Fibula, s. The outer and lesser bone of the leg, smaller than the tibia.
Field, s. Ground not inhabited, not built on; cultivated tract of ground; the open country; horsemen collected at a hunt; horses collectively.
Fieldfare, (Turdus Pilarus, Linn.; La Litorne, ou Tourdelle, Buff.) s. A bird.
This is somewhat less than the missel-thrush; its length is ten inches. The bill is yellow; each corner of the mouth is furnished with a few black bristly hairs; the eye is light brown; the top of the head and back part of the neck are of a light ash-colour; the former spotted with black; the back and coverts of the wings are of a deep hoary brown; the ramp ash-coloured; the throat and breast are yellow, regularly spotted with black; the belly and thighs of a yellowish white; the tail brown, inclining to black; the legs dusky yellowish brown; in young birds yellow.
We have seen a variety of this bird, of which the head and neck were of a yellowish white; the rest of the body was nearly of the same colour, mixed with a few brown feathers; the spots on the breast were faint and indistinct: the quill feathers were perfectly white, except one or two on each side, which were brown; the tail was marked in a similar manner.
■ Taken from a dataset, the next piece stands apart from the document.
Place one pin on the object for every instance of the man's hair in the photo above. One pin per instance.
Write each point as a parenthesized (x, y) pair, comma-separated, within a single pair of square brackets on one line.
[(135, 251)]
The field-fare is only a visitant in this island, making its appearance about the beginning of October, in order to avoid the rigorous winters of the north, whence it sometimes comes in great flocks, according to the severity of the season, and leaves us about the latter end of February or the beginning of March, and retires to Russia, Sweden, Norway, and as far as Siberia and Kamtschatka. Buffon observes that they do not arrive in France till the beginning of December, that they assemble in flocks of two or three thousand, and feed on ripe crevises, of which they are extremely fond; during the winter they feed on haws and other berries; they likewise eat worms, snails, and slugs.
Field-fares seem of a more sociable disposition than the throstles or the missels: they are sometimes seen singly, but in general form very numerous flocks, and fly in a body; and though they often spread themselves through the fields in search of food, they seldom lose sight of each other, but, when alarmed, fly off, and collect together upon the same tree.—Bewick.
Fieldmouse, s. A mouse that burrows in banks.
An extraordinary instance of the rapid increase of mice, and of the injury they sometimes do, occurred a few years ago in the new plantations made by order of the crown in Dean Forest, Gloucestershire, and in the New Forest, Hampshire. Soon after the formation of these plantations, a sudden and rapid increase of mice took place in them, which threatened destruction to the whole of the young plants. Vast numbers of these were killed,—the mice having eaten through the roots of five-year-old oaks and chestnuts, generally just below the surface of the ground. Hollies also, which were five and six feet high, were barked round the bottom; and in some instances the mice had crawled up the tree, and were seen feeding on the bark of the upper branches.